12. Normally the newborn will locate its mother’s teats successfully within the first three hours from birth.  This is why it’s good to keep an eye on the clock.  A second “jump start” hand feeding may be necessary if the foal doesn’t latch on its mom within the three hours. It’s while the foal is stumbling and nosing around for its first meal that we give the mare a dish of grain or a warmed bran/grain mixture.  This often keeps her quiet and on her feet long enough for the foal to finally LATCH onto mom (She will probably want to lay down a bit as she’s still contracting to expel the placenta.)!

13. Should the foal not be nursing by the time it's 6 hours old, you may be looking at some regular hand feedings, but this can be discussed on another page……..and you should also be letting your vet know.

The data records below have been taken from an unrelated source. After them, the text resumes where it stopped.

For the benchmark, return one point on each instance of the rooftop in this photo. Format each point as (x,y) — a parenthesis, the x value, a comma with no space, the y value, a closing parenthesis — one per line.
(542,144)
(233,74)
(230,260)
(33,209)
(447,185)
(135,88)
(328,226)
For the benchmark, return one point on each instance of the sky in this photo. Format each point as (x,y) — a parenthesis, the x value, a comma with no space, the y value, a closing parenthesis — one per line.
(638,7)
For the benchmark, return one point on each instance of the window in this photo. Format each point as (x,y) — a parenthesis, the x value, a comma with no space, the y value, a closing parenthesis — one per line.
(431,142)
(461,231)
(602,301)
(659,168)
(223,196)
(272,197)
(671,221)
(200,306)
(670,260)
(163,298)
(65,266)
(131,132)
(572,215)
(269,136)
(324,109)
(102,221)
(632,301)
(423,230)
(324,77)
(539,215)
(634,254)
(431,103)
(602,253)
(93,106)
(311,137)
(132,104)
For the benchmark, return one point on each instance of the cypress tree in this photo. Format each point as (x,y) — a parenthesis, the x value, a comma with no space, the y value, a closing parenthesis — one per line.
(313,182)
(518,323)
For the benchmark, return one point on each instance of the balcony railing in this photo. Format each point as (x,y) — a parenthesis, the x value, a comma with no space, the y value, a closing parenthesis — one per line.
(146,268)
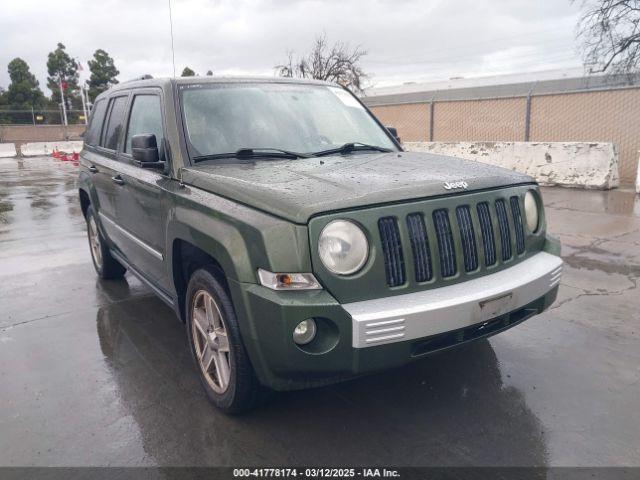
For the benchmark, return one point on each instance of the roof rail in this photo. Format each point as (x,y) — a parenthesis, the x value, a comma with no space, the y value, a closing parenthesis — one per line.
(142,77)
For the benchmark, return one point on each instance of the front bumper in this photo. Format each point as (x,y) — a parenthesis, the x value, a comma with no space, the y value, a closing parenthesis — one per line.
(432,320)
(432,312)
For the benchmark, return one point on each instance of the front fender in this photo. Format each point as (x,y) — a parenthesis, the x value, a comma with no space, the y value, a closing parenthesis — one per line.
(240,238)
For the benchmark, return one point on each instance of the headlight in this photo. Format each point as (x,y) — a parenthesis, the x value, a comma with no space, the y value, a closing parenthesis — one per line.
(531,211)
(343,247)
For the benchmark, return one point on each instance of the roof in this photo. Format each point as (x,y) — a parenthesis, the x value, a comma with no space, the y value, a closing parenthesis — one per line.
(518,85)
(165,81)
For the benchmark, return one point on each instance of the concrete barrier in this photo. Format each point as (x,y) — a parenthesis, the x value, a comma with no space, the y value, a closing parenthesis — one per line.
(638,175)
(46,148)
(570,164)
(7,150)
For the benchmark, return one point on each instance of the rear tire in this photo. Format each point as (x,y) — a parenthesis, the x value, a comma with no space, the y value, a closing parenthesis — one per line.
(224,367)
(106,266)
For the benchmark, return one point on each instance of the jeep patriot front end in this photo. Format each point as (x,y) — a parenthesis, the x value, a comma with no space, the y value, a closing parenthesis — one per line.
(296,239)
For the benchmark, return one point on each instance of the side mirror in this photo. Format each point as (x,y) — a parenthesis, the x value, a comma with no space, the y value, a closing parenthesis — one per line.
(394,133)
(145,148)
(145,151)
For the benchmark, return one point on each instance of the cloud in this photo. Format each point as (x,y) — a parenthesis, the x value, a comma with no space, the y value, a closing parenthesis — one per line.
(407,40)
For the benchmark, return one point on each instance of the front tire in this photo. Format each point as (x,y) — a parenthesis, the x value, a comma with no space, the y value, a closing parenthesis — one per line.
(106,266)
(216,344)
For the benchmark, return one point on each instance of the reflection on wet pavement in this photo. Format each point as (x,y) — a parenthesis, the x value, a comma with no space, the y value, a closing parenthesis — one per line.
(98,373)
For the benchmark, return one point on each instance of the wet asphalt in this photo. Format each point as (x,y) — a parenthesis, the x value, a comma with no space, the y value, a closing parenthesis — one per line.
(98,373)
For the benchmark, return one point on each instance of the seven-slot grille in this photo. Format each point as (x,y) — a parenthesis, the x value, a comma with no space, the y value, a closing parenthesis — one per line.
(468,237)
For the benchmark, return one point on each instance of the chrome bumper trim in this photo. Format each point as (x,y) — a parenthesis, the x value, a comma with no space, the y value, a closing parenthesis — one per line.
(430,312)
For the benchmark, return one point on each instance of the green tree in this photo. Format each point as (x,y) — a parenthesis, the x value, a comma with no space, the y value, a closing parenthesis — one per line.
(4,116)
(62,67)
(103,73)
(187,72)
(24,90)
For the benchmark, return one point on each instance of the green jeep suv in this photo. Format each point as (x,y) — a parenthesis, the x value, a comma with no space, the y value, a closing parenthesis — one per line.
(294,236)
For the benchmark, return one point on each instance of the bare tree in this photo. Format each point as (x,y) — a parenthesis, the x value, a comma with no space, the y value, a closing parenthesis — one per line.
(610,34)
(337,63)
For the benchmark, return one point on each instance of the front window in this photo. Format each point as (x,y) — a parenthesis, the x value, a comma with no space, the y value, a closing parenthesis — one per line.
(224,118)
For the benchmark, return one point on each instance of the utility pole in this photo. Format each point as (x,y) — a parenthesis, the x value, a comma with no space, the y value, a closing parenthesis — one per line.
(64,106)
(84,103)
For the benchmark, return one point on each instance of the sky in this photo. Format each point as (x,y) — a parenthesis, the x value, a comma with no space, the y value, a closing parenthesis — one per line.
(406,40)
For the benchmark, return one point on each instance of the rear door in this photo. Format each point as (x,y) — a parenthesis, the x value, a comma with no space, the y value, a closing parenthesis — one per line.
(141,199)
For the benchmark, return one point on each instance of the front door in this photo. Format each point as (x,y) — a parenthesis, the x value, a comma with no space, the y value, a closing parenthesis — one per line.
(104,165)
(141,203)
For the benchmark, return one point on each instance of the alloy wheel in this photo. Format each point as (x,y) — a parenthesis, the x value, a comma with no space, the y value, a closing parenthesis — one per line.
(210,341)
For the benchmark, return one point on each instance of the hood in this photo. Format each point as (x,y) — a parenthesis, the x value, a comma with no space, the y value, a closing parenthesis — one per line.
(299,189)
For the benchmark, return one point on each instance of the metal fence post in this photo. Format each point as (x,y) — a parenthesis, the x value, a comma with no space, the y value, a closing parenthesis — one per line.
(431,119)
(527,118)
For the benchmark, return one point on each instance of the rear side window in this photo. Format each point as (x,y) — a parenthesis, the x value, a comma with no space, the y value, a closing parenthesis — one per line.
(145,117)
(92,137)
(114,125)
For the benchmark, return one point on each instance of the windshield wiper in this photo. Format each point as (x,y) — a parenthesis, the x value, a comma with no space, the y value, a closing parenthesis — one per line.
(253,153)
(351,147)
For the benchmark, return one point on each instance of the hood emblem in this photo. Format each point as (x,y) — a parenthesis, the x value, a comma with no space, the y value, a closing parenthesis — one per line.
(456,185)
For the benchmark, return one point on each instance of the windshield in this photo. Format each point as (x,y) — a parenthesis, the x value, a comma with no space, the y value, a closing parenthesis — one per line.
(223,118)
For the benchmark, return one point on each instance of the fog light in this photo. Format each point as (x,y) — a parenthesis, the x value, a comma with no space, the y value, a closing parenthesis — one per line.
(305,331)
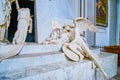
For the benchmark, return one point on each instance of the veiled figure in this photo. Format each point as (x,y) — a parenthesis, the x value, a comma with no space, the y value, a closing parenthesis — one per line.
(5,10)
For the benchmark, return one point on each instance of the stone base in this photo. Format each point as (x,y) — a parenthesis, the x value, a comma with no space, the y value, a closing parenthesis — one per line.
(55,67)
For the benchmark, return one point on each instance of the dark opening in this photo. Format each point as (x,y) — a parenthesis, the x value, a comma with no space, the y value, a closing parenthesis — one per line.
(13,24)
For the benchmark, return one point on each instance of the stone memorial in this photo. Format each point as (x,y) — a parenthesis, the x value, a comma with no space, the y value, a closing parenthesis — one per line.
(44,60)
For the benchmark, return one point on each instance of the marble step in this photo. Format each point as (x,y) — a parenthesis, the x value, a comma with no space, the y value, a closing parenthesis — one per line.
(65,70)
(58,71)
(29,48)
(27,60)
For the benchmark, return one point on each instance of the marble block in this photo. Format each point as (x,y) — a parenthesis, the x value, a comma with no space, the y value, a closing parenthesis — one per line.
(65,70)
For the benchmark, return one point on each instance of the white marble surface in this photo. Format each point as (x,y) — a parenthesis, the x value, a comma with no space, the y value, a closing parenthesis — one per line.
(49,10)
(64,70)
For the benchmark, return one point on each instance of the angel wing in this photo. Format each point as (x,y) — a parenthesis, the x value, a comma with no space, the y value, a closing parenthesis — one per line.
(55,24)
(85,24)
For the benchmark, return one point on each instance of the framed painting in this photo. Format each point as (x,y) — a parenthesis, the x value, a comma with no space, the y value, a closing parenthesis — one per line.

Two other activities should happen within those vital three hours after the birth:

*The mare will pass the placenta, which should be quickly scooped up, checked to be sure it is all there and put into a garbage bag.  If there has been any problem with the birth, the placenta should be saved for your vet to look at.

*The foal will pass its meconium which is its “first poop” and is dark and sticky.  We use the grass bedding to help scoop it up and dispose of it. A rubber glove is also helpful.  If the baby doesn’t pass it within an hour of beginning to nurse, we will give it an enema. (See our Foaling Kit List.)

Once the little one has nursed and pooped, and mom has passed her placenta and hopefully eating either some hay or more grain, it’s time for everyone to relax. We do continue to keep the new family under camera for their first 24 hours together. 

If the foaling was "textbook" and it isn't the middle of the night, it's nice to give a courtesy call to your vet to let him/her know everything is fine and to schedule a post-foaling check-up.